2010/1/13 Robin Anil <[email protected]>:
> I have fired up a small instance of EC2(Single node for the moment) and have
> been dabbling with the latest XML dump of the articles base of Wikipedia
>
> wiki XML is around 25GB which was split into 128MB chunks and stored on hdfs
> WikipediaToSequenceFile class runs an M/R job to convert articles(without
> redirects) into sequence file format (took 6 hours over entire wikipedia)

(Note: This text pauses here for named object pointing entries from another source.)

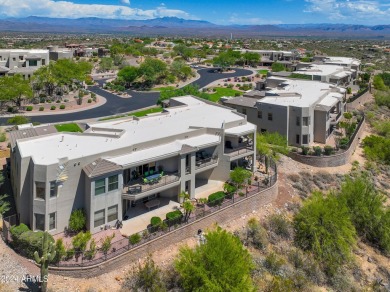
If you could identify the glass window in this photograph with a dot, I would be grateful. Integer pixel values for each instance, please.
(113, 182)
(39, 222)
(33, 63)
(52, 221)
(100, 186)
(99, 218)
(40, 190)
(112, 213)
(53, 189)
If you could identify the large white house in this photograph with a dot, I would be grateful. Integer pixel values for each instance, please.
(116, 164)
(24, 62)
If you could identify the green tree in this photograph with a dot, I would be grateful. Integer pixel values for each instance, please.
(48, 254)
(221, 264)
(15, 88)
(277, 67)
(77, 220)
(106, 64)
(239, 176)
(323, 227)
(152, 70)
(128, 74)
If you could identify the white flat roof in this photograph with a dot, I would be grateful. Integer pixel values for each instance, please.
(164, 150)
(322, 70)
(299, 93)
(175, 121)
(32, 51)
(241, 130)
(342, 60)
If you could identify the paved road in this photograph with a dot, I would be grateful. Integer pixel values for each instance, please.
(117, 105)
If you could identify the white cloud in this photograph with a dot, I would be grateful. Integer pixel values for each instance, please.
(368, 10)
(67, 9)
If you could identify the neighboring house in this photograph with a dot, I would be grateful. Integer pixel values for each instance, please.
(268, 57)
(57, 53)
(24, 62)
(107, 169)
(338, 75)
(303, 111)
(350, 63)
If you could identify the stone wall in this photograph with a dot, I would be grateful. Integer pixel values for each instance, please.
(332, 160)
(221, 216)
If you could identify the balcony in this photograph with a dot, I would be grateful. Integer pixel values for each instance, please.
(138, 187)
(205, 164)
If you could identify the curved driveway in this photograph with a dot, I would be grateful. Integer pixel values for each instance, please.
(117, 105)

> produced a Gzip Block compressed sequence file of 6Gb
> The bottleneck i found there was that the current XMLInputFormat which is
> checked in examples is reading byte by byte to search for start tag and end
> tag
>
> I am currently running the word count of the DictionaryVectorizer(over the
> gzip compressed 6GB data) where I see that cpu cycles are spent on one thing
> only. i.e TokenStream.next(Token) (StandardAnalyzer). This job is also
> estimated to take 6 hours on that small instance. Beyond which multiple
> map/reduce jobs calculates the the partial vectors. Each of those iterations
> will take 6 hours more.
>
> If anyone has some idea on how to speed up both these bottlenecks(other than
> running more instances :P), Please give some insight.
>
> the page is here
> http://ec2-67-202-51-4.compute-1.amazonaws.com:50030/jobdetails.jsp?jobid=job_201001132019_0004&refresh=30
Interesting. I plan to try to do similar processing using Amazon
Elastic Cloud (to spare the burden of installing and tuning a Hadoop
cluster myself), hence using the s3fs instead of regular HDFS. Anyone
has metrics on such a setup (S3FS vs HDFS w.r.t. number of nodes for a
text tokenization task)?
While we are at it, it seems that TokenStream.next(Token) is
deprecated and that it should be updated as indicated in the following
patch. I have no clue whether this has an impact on the perfs by if it
works I guess the mahout code should be upgraded to be future proof.
--
Olivier
http://twitter.com/ogrisel - http://code.oliviergrisel.name
Index: examples/src/main/java/org/apache/mahout/classifier/bayes/WikipediaDatasetCreatorMapper.java
===================================================================
--- examples/src/main/java/org/apache/mahout/classifier/bayes/WikipediaDatasetCreatorMapper.java (revision 899149)
+++ examples/src/main/java/org/apache/mahout/classifier/bayes/WikipediaDatasetCreatorMapper.java (working copy)
@@ -34,8 +34,8 @@
import org.apache.hadoop.mapred.Reporter;
import org.apache.hadoop.util.GenericsUtil;
import org.apache.lucene.analysis.Analyzer;
-import org.apache.lucene.analysis.Token;
import org.apache.lucene.analysis.TokenStream;
+import org.apache.lucene.analysis.tokenattributes.TermAttribute;
import org.apache.mahout.analysis.WikipediaAnalyzer;
import org.slf4j.Logger;
import org.slf4j.LoggerFactory;
@@ -77,9 +77,9 @@
.replaceAll(""));
TokenStream stream = analyzer.tokenStream(catMatch, new StringReader(
document));
- Token token = new Token();
- while ((token = stream.next(token)) != null) {
- contents.append(token.termBuffer(), 0, token.termLength()).append(' ');
+ TermAttribute termAtt = (TermAttribute) stream.addAttribute(TermAttribute.class);
+ while (stream.incrementToken()) {
+ contents.append(termAtt.termBuffer(), 0, termAtt.termLength()).append(' ');
}
output.collect(new Text(SPACE_NON_ALPHA_PATTERN.matcher(catMatch)
.replaceAll("_")), new Text(contents.toString()));